Joint Occupancy–Image–Video Generation:
- Function: Generates aligned occupancy fields, multi-view images, and sequential videos following a 3D-to-2D hierarchical order.
- Occupancy Generation: Triplane representation with a proposed triplane deformable attention mechanism to mitigate information loss caused by downsampling.
- Image Generation: Occupancy voxels are converted to 3D Gaussians to render semantic/depth maps, which are fused into geometric embeddings to condition the image diffusion model.
- Video Generation: Preceding images serve as reference frames; only temporal attention layers are fine-tuned, enabling autoregressive streaming generation.
- Design Motivation: The 3D-to-2D hierarchical generation ensures geometry–appearance consistency.
Large-Scale Scene Extrapolation and 3DGS Reconstruction:
- Function: Extends local generation to large-scale coherent environments.
- Occupancy Extrapolation: The triplane is decomposed into three 2D planes for extrapolation, with overlapping masks for synchronized denoising.
- Image Extrapolation: The diffusion model is fine-tuned to condition on reference images and camera embeddings for novel view synthesis.
- Design Motivation: Consistency-aware extrapolation ensures structural coherence in overlapping regions.

Loss & Training¶

The three diffusion models are trained independently, all using a noise prediction objective. For video diffusion, only the temporal attention layers are fine-tuned.

Key Experimental Results¶

Main Results¶

Occupancy generation:

Method	FID3D	F3D	P3D	R3D
UniScene	529.6	0.396	0.382	0.412
X-Scene	258.8	0.778	0.769	0.787

Multi-view image generation:

Method	FID	Road mIoU	Veh. mIoU	mAP	NDS
MagicDrive	16.20	61.05	27.01	12.30	23.32
DreamForge	14.61	65.27	28.36	13.01	22.16
X-Scene (224×400)	11.29	66.48	29.76	16.28	26.26
X-Scene (448×800)	12.77	69.06	33.27	27.65	34.48

Data augmentation effect:

Data	3D mAP	BEV Road mIoU	BEV Veh. mIoU
Real only	34.5	74.30	36.00
+UniScene	36.5	81.69	41.62
+X-Scene	39.9	83.37	43.05

Ablation Study¶

Configuration	IoU	mIoU	FID3D	F3D	Notes
Full	85.6	92.4	258.8	0.778	—
w/o Deform Attn (50×50)	64.7	74.2	462.4	0.510	Severe downsampling loss
w/ Deform Attn (50×50)	66.6	76.6	436.1	0.522	+2.4% with deformable attention
w/o Layout Cond	85.6	92.4	1584	0.237	FID increases by 6×

Key Findings¶

Triplane-VAE achieves reconstruction mIoU of 92.4%, substantially surpassing UniScene's 73.7%.
FID3D is reduced by 51.2% (258.8 vs. 529.6).
Data augmentation improves 3D detection mAP by 5.4 points (34.5 → 39.9).
Training with 7 frames outperforms the 16-frame baseline (FVD 179.7 vs. 217.9), validating the efficiency of autoregressive temporal modeling.

Highlights & Insights¶

First end-to-end driving scene generation framework: text → scene graph → layout → occupancy → image → video → 3DGS.
The dual-path multi-granularity control design is highly practical.
Triplane deformable attention substantially improves reconstruction accuracy while maintaining encoding efficiency.
Consistency-aware extrapolation elegantly extends local generation to large-scale scenes.

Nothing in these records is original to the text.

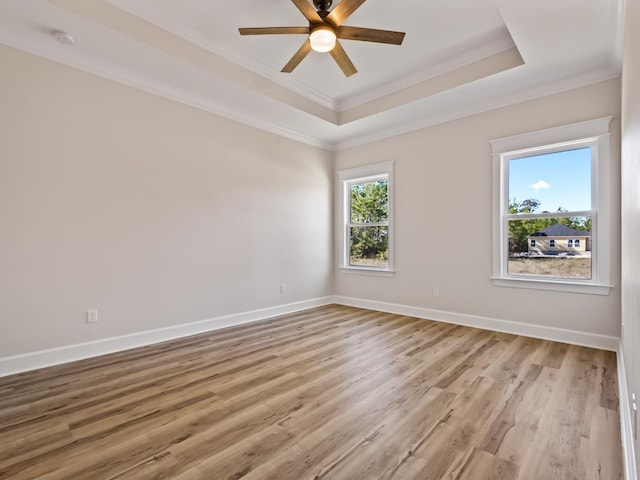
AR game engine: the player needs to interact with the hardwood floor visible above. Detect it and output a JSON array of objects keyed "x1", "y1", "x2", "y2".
[{"x1": 0, "y1": 305, "x2": 623, "y2": 480}]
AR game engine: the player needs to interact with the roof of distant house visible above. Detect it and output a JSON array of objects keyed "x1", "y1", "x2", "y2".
[{"x1": 531, "y1": 223, "x2": 591, "y2": 237}]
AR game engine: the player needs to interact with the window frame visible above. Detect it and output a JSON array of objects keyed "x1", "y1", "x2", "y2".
[
  {"x1": 489, "y1": 117, "x2": 613, "y2": 295},
  {"x1": 336, "y1": 162, "x2": 395, "y2": 276}
]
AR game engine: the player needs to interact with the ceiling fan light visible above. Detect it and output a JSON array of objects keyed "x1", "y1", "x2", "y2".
[{"x1": 309, "y1": 25, "x2": 336, "y2": 52}]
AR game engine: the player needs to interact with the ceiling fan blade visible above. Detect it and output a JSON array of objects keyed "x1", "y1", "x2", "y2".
[
  {"x1": 329, "y1": 41, "x2": 358, "y2": 77},
  {"x1": 281, "y1": 39, "x2": 311, "y2": 73},
  {"x1": 337, "y1": 26, "x2": 405, "y2": 45},
  {"x1": 327, "y1": 0, "x2": 366, "y2": 27},
  {"x1": 238, "y1": 27, "x2": 309, "y2": 35},
  {"x1": 291, "y1": 0, "x2": 322, "y2": 23}
]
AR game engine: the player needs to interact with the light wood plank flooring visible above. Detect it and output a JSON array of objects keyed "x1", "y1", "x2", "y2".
[{"x1": 0, "y1": 305, "x2": 622, "y2": 480}]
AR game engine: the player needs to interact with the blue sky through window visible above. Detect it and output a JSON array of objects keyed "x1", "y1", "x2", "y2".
[{"x1": 509, "y1": 147, "x2": 591, "y2": 213}]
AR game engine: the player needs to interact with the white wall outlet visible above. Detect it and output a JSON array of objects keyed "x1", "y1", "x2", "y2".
[{"x1": 87, "y1": 309, "x2": 98, "y2": 323}]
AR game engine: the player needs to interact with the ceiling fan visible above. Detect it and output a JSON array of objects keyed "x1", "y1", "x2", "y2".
[{"x1": 238, "y1": 0, "x2": 405, "y2": 77}]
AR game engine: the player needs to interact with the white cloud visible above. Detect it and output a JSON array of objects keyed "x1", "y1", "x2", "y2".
[{"x1": 529, "y1": 180, "x2": 551, "y2": 190}]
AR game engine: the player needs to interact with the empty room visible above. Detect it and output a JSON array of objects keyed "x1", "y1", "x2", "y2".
[{"x1": 0, "y1": 0, "x2": 640, "y2": 480}]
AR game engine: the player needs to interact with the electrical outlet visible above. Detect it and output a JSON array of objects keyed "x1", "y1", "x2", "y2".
[{"x1": 87, "y1": 309, "x2": 98, "y2": 323}]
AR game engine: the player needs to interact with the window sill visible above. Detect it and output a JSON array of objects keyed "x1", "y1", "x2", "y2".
[
  {"x1": 338, "y1": 267, "x2": 395, "y2": 277},
  {"x1": 491, "y1": 277, "x2": 613, "y2": 295}
]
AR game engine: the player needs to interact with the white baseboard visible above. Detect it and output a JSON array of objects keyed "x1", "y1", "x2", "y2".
[
  {"x1": 333, "y1": 296, "x2": 620, "y2": 352},
  {"x1": 618, "y1": 343, "x2": 638, "y2": 480},
  {"x1": 0, "y1": 296, "x2": 620, "y2": 377},
  {"x1": 0, "y1": 297, "x2": 333, "y2": 377}
]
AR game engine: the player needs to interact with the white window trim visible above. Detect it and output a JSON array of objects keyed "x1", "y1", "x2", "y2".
[
  {"x1": 489, "y1": 117, "x2": 613, "y2": 295},
  {"x1": 336, "y1": 162, "x2": 394, "y2": 277}
]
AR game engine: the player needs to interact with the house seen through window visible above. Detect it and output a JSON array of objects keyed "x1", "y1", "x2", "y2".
[
  {"x1": 507, "y1": 146, "x2": 593, "y2": 279},
  {"x1": 491, "y1": 117, "x2": 612, "y2": 295}
]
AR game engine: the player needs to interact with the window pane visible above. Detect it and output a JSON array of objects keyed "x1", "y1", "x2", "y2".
[
  {"x1": 508, "y1": 147, "x2": 591, "y2": 214},
  {"x1": 507, "y1": 217, "x2": 591, "y2": 279},
  {"x1": 350, "y1": 180, "x2": 389, "y2": 223},
  {"x1": 349, "y1": 226, "x2": 389, "y2": 267}
]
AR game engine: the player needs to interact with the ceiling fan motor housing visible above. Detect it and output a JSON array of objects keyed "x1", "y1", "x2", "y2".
[{"x1": 313, "y1": 0, "x2": 333, "y2": 12}]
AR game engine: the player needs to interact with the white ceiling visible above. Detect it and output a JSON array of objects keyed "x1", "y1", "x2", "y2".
[{"x1": 0, "y1": 0, "x2": 623, "y2": 150}]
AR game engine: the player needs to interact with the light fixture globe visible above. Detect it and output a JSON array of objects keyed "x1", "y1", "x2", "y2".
[{"x1": 309, "y1": 25, "x2": 336, "y2": 52}]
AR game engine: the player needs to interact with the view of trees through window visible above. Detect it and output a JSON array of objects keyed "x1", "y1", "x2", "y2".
[
  {"x1": 347, "y1": 179, "x2": 389, "y2": 268},
  {"x1": 507, "y1": 148, "x2": 593, "y2": 279}
]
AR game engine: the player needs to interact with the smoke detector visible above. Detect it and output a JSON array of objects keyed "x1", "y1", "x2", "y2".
[{"x1": 53, "y1": 30, "x2": 76, "y2": 45}]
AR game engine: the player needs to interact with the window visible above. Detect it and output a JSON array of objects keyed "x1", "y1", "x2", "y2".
[
  {"x1": 491, "y1": 117, "x2": 611, "y2": 295},
  {"x1": 338, "y1": 162, "x2": 393, "y2": 275}
]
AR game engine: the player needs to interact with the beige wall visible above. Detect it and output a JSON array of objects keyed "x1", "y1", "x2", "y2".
[
  {"x1": 335, "y1": 80, "x2": 620, "y2": 336},
  {"x1": 0, "y1": 47, "x2": 333, "y2": 358},
  {"x1": 622, "y1": 1, "x2": 640, "y2": 476}
]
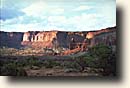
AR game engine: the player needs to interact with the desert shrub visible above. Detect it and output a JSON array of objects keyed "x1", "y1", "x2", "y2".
[
  {"x1": 76, "y1": 44, "x2": 116, "y2": 75},
  {"x1": 43, "y1": 60, "x2": 61, "y2": 68},
  {"x1": 24, "y1": 56, "x2": 43, "y2": 67},
  {"x1": 0, "y1": 62, "x2": 27, "y2": 76},
  {"x1": 63, "y1": 61, "x2": 81, "y2": 70}
]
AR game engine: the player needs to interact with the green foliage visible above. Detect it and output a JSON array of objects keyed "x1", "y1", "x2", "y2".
[
  {"x1": 0, "y1": 62, "x2": 27, "y2": 76},
  {"x1": 43, "y1": 60, "x2": 61, "y2": 68},
  {"x1": 89, "y1": 44, "x2": 112, "y2": 68}
]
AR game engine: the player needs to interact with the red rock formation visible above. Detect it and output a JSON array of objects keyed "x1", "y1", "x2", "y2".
[{"x1": 21, "y1": 31, "x2": 57, "y2": 47}]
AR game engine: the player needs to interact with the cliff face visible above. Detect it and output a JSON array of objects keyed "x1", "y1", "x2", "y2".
[
  {"x1": 0, "y1": 31, "x2": 23, "y2": 48},
  {"x1": 21, "y1": 31, "x2": 85, "y2": 48},
  {"x1": 0, "y1": 27, "x2": 116, "y2": 48}
]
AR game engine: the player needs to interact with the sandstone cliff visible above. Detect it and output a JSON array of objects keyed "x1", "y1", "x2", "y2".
[{"x1": 0, "y1": 27, "x2": 116, "y2": 48}]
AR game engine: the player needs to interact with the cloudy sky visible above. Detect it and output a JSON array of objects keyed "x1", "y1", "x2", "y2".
[{"x1": 0, "y1": 0, "x2": 116, "y2": 32}]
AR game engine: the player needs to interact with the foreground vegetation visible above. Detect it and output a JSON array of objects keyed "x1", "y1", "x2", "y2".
[{"x1": 0, "y1": 44, "x2": 116, "y2": 76}]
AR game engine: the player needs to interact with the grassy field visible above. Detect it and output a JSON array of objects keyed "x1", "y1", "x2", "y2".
[{"x1": 0, "y1": 45, "x2": 116, "y2": 76}]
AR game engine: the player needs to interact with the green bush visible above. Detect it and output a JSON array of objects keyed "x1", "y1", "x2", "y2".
[{"x1": 0, "y1": 63, "x2": 27, "y2": 76}]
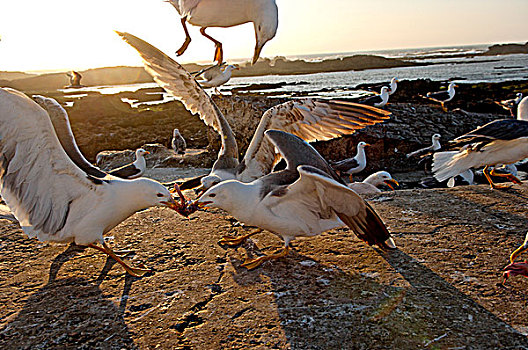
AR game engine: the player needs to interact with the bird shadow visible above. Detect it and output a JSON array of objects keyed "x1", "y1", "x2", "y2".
[{"x1": 232, "y1": 239, "x2": 528, "y2": 349}]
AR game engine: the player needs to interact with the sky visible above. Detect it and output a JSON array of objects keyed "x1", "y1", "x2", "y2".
[{"x1": 0, "y1": 0, "x2": 528, "y2": 71}]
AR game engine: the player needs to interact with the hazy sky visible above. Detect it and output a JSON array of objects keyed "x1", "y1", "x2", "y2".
[{"x1": 0, "y1": 0, "x2": 528, "y2": 71}]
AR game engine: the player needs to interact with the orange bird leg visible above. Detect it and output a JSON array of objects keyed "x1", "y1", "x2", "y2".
[
  {"x1": 200, "y1": 27, "x2": 224, "y2": 63},
  {"x1": 88, "y1": 242, "x2": 152, "y2": 277},
  {"x1": 176, "y1": 17, "x2": 191, "y2": 56}
]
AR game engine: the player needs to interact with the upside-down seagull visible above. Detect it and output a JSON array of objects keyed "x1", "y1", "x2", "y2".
[
  {"x1": 330, "y1": 141, "x2": 370, "y2": 182},
  {"x1": 196, "y1": 64, "x2": 239, "y2": 95},
  {"x1": 359, "y1": 86, "x2": 389, "y2": 107},
  {"x1": 167, "y1": 0, "x2": 279, "y2": 64},
  {"x1": 109, "y1": 148, "x2": 150, "y2": 179},
  {"x1": 171, "y1": 129, "x2": 187, "y2": 154},
  {"x1": 347, "y1": 171, "x2": 400, "y2": 194},
  {"x1": 196, "y1": 130, "x2": 396, "y2": 269},
  {"x1": 118, "y1": 32, "x2": 391, "y2": 189},
  {"x1": 426, "y1": 82, "x2": 458, "y2": 112},
  {"x1": 495, "y1": 92, "x2": 522, "y2": 117},
  {"x1": 0, "y1": 88, "x2": 177, "y2": 276},
  {"x1": 433, "y1": 119, "x2": 528, "y2": 188}
]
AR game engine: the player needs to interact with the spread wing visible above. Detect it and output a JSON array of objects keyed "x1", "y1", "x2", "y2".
[
  {"x1": 263, "y1": 165, "x2": 394, "y2": 248},
  {"x1": 0, "y1": 89, "x2": 95, "y2": 237},
  {"x1": 238, "y1": 98, "x2": 391, "y2": 181},
  {"x1": 116, "y1": 32, "x2": 238, "y2": 158}
]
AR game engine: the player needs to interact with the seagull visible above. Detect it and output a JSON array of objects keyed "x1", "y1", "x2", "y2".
[
  {"x1": 517, "y1": 96, "x2": 528, "y2": 121},
  {"x1": 196, "y1": 64, "x2": 240, "y2": 95},
  {"x1": 330, "y1": 141, "x2": 370, "y2": 182},
  {"x1": 0, "y1": 88, "x2": 177, "y2": 276},
  {"x1": 495, "y1": 92, "x2": 522, "y2": 117},
  {"x1": 171, "y1": 129, "x2": 187, "y2": 154},
  {"x1": 66, "y1": 70, "x2": 84, "y2": 88},
  {"x1": 109, "y1": 148, "x2": 150, "y2": 179},
  {"x1": 389, "y1": 77, "x2": 400, "y2": 95},
  {"x1": 167, "y1": 0, "x2": 279, "y2": 64},
  {"x1": 117, "y1": 32, "x2": 391, "y2": 189},
  {"x1": 433, "y1": 119, "x2": 528, "y2": 189},
  {"x1": 359, "y1": 86, "x2": 389, "y2": 107},
  {"x1": 425, "y1": 82, "x2": 458, "y2": 112},
  {"x1": 347, "y1": 171, "x2": 400, "y2": 194},
  {"x1": 196, "y1": 130, "x2": 396, "y2": 269}
]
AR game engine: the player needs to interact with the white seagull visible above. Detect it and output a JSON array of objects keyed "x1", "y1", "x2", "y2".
[
  {"x1": 330, "y1": 141, "x2": 370, "y2": 182},
  {"x1": 195, "y1": 130, "x2": 396, "y2": 269},
  {"x1": 167, "y1": 0, "x2": 279, "y2": 64},
  {"x1": 109, "y1": 148, "x2": 150, "y2": 179},
  {"x1": 118, "y1": 32, "x2": 391, "y2": 189},
  {"x1": 196, "y1": 64, "x2": 239, "y2": 95},
  {"x1": 171, "y1": 129, "x2": 187, "y2": 154},
  {"x1": 495, "y1": 92, "x2": 522, "y2": 117},
  {"x1": 426, "y1": 82, "x2": 458, "y2": 112},
  {"x1": 389, "y1": 77, "x2": 400, "y2": 95},
  {"x1": 0, "y1": 88, "x2": 177, "y2": 276},
  {"x1": 347, "y1": 171, "x2": 400, "y2": 194},
  {"x1": 359, "y1": 86, "x2": 389, "y2": 107},
  {"x1": 433, "y1": 119, "x2": 528, "y2": 188}
]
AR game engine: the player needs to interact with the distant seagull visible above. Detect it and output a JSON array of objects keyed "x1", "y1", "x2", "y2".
[
  {"x1": 517, "y1": 96, "x2": 528, "y2": 121},
  {"x1": 66, "y1": 70, "x2": 84, "y2": 88},
  {"x1": 330, "y1": 141, "x2": 370, "y2": 182},
  {"x1": 195, "y1": 130, "x2": 396, "y2": 269},
  {"x1": 171, "y1": 129, "x2": 187, "y2": 154},
  {"x1": 359, "y1": 86, "x2": 389, "y2": 108},
  {"x1": 433, "y1": 119, "x2": 528, "y2": 188},
  {"x1": 426, "y1": 82, "x2": 458, "y2": 112},
  {"x1": 167, "y1": 0, "x2": 279, "y2": 64},
  {"x1": 0, "y1": 88, "x2": 177, "y2": 276},
  {"x1": 495, "y1": 92, "x2": 522, "y2": 117},
  {"x1": 109, "y1": 148, "x2": 150, "y2": 179},
  {"x1": 347, "y1": 171, "x2": 399, "y2": 194},
  {"x1": 197, "y1": 64, "x2": 240, "y2": 95},
  {"x1": 118, "y1": 33, "x2": 391, "y2": 193},
  {"x1": 389, "y1": 77, "x2": 400, "y2": 95}
]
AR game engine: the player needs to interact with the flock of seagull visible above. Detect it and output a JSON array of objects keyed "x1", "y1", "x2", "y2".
[{"x1": 0, "y1": 0, "x2": 528, "y2": 284}]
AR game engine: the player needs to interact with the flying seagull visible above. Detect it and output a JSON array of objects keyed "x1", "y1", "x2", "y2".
[
  {"x1": 433, "y1": 119, "x2": 528, "y2": 188},
  {"x1": 109, "y1": 148, "x2": 150, "y2": 179},
  {"x1": 347, "y1": 171, "x2": 400, "y2": 194},
  {"x1": 425, "y1": 82, "x2": 458, "y2": 112},
  {"x1": 195, "y1": 64, "x2": 239, "y2": 95},
  {"x1": 359, "y1": 86, "x2": 389, "y2": 107},
  {"x1": 196, "y1": 130, "x2": 396, "y2": 269},
  {"x1": 167, "y1": 0, "x2": 279, "y2": 64},
  {"x1": 0, "y1": 88, "x2": 177, "y2": 276},
  {"x1": 330, "y1": 141, "x2": 370, "y2": 182},
  {"x1": 118, "y1": 32, "x2": 391, "y2": 189}
]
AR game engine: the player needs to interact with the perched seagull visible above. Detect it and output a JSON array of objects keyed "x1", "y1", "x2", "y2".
[
  {"x1": 347, "y1": 171, "x2": 400, "y2": 194},
  {"x1": 196, "y1": 130, "x2": 396, "y2": 269},
  {"x1": 109, "y1": 148, "x2": 150, "y2": 179},
  {"x1": 330, "y1": 141, "x2": 370, "y2": 182},
  {"x1": 517, "y1": 96, "x2": 528, "y2": 121},
  {"x1": 167, "y1": 0, "x2": 279, "y2": 64},
  {"x1": 495, "y1": 92, "x2": 522, "y2": 117},
  {"x1": 0, "y1": 88, "x2": 177, "y2": 276},
  {"x1": 118, "y1": 32, "x2": 391, "y2": 189},
  {"x1": 426, "y1": 82, "x2": 458, "y2": 112},
  {"x1": 359, "y1": 86, "x2": 389, "y2": 107},
  {"x1": 197, "y1": 64, "x2": 240, "y2": 95},
  {"x1": 171, "y1": 129, "x2": 187, "y2": 154},
  {"x1": 433, "y1": 119, "x2": 528, "y2": 188},
  {"x1": 389, "y1": 77, "x2": 400, "y2": 95},
  {"x1": 66, "y1": 70, "x2": 84, "y2": 88}
]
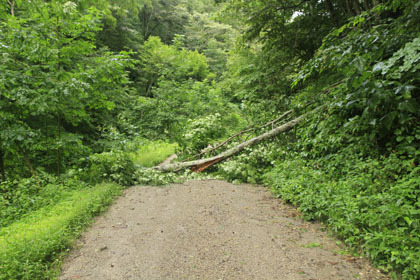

Limitations & Future Work¶

Progressive extrapolation may accumulate errors in extremely large-scale scenes.
The scene-graph-to-layout diffusion generation depends on the diversity of training data.
Spatiotemporally consistent generation of dynamic objects remains unexplored.

Complementary to MagicDrive and UniScene: X-Scene emphasizes spatial scalability and controllability.
The RAG + scene graph + diffusion pipeline for text-to-layout generation is transferable to domains such as indoor scene generation.
The occupancy-first generation paradigm offers a new framework for 3D perception data augmentation.

Rating¶

Novelty: ⭐⭐⭐⭐
Experimental Thoroughness: ⭐⭐⭐⭐⭐
Writing Quality: ⭐⭐⭐⭐
Value: ⭐⭐⭐⭐⭐